Open homework36 opened 1 month ago

homework36 commented 1 month ago

While trying to reproduce errors for issue #1154, found this error running background removal (and I suppose other GPU jobs as well) on local machines:

[2024-05-31 11:51:05,852: INFO/MainProcess] Received task: Background Removal[fe06abc7-2c96-4de2-acc2-e96855333697]  
[2024-05-31 11:51:06,098: INFO/ForkPoolWorker-1] started running the task!
[2024-05-31 11:51:06,547: ERROR/MainProcess] Process 'ForkPoolWorker-1' pid:263 exited with 'signal 6 (SIGABRT)'
[2024-05-31 11:51:06,572: ERROR/MainProcess] Task handler raised error: WorkerLostError('Worker exited prematurely: signal 6 (SIGABRT) Job: 0.')
Traceback (most recent call last):
  File "/usr/local/lib/python3.7/dist-packages/billiard/pool.py", line 1267, in mark_as_worker_lost
    human_status(exitcode), job._job),
billiard.exceptions.WorkerLostError: Worker exited prematurely: signal 6 (SIGABRT) Job: 0.

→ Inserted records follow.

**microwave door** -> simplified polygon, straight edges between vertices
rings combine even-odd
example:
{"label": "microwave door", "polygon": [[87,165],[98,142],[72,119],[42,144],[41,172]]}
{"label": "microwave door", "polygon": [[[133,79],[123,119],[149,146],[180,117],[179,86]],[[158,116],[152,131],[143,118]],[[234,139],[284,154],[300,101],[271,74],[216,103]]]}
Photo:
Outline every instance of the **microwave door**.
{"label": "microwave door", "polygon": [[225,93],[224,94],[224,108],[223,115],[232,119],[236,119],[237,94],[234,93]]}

Tried to allocate resources for the celery container. Didn't work. This error message shows up on both M2 and M1 mac minis. Tried steps in Running Rodan on ARM [ARCHIVED] and obtained work not registered error. Also it looks like we do not do different things for M-chip machines anymore. However, when I do everything on an Intel-chip machine, everything works fine.

There was a time we use make run-arm for M-chip machines but somehow we do not have those lines of codes after a certain point.

Update Have the same error log again before running any job. Found the related error msg from GPU-celery container (see below). Screenshot 2024-06-03 at 9 28 29 AM

I also found the old arm_compose.yml which looks different and has been deleted at some point.

If we follow the archived arm guide (see above) without using arm_compose.yml then we will have error messages like these and jobs like background removal will disappear. Screenshot 2024-05-30 at 12 19 45 PM Screenshot 2024-06-03 at 9 50 24 AM

Docker Desktop on an ARM-based system like the Apple M1 utilizes QEMU for emulation to run containers designed for x86 architectures. Now it seems that QEMU is returning error messages.

related post

I personally do not understand the archived ARM instructions. If we don't register GPU related jobs and do not launch the GPU container, these jobs cannot run

. Background Removal
. Fast Pixelwise Analysis of Music Document, Classifying
. SAE Binarization
. Staff Distance Finding
. Text Alignment
. Training model for Patchwise Analysis of Music Document, Training

According to docker forum, the best practice is to have an arm64 or multi-arch image, not just an Intel one. For local users, we should build arm64 based images at least for gpu-celery container (ideally for all). It should not be that complicated with qemu and existing dockerfile etc.

Building multi-platform images under emulation with QEMU is the easiest way to get started if your builder already supports it. Docker Desktop supports it out of the box. It requires no changes to your Dockerfile, and BuildKit automatically detects the secondary architectures that are available.

Docker instructions here.

Update: Installed qemu and there's no more qemu core dumped error but still get Worker exited prematurely: signal 4 (SIGILL) Job: 0..

homework36 commented 1 month ago

Possible solutions (to be tested)

  1. rewrite Dockerfile for arm64 and have a separate gpu-celery container for local rodan on M1/M2
  2. put all gpu jobs to py3 container (maybe not a good idea...)

Although we still have Intel machines in the lab, it seems important that we can run GPU jobs properly on arm machines for local testing, developing, etc.